ヘルスケアリート 運用会社向け指針整備 国交省初会合 6月末の完成目指す
住宅新報 2014年4月29日 号 16面

「ヘルスケアリートの活用に係るガイドライン検討委員会」の初会合
国土交通省は4月25日、「ヘルスケアリートの活用に係るガイドライン検討委員会」の初会合を開いた(写真)。弁護士や金融機関、運営事業者団体代表者らで構成する有識者会議。資産運用会社が、サービス付き高齢者向け住宅などヘルスケア施設をリート(不動産投資信託)の運用資産として組み込んでいく上で必要な体制整備や留意事項を整理する。6月末を目途にガイドラインとして完成させる予定だ。

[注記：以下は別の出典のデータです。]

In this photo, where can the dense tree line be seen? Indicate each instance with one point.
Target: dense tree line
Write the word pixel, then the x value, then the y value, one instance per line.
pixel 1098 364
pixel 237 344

座長には、牛島総合法律事務所の田村幸太郎弁護士が就いた。今回は、2月末に国交省が作成したガイドライン案をベースに議論した。対象施設の種類や、体制整備について特化型リートと総合型リートで差異を設けるべきかなどが論点となった。
今回の案では対象施設として、これまでに一部リートにおいて取得実績のある、サービス付き高齢者向け住宅や有料老人ホーム、認知症高齢者グループホームを想定。資産運用会社に必要な体制としては、ヘルスケア施設の取引を行う場合、事業特性を十分に理解している専門家の意見を取り入れるようにするため、(1)責任者クラスにそういった人材を配置する(2)外部専門家からの助言を受ける(3)資産の取得・売却を決定する投資委員会において外部専門家の意見を聴取する――のいずれかを満たすことを掲げている。委員からは、「『事業特性』の内容を例示したほうが分かりやすい」「ヘルスケア分野の専門家はまだ多くはないため、人材育成も課題の一つ」といった意見が出た。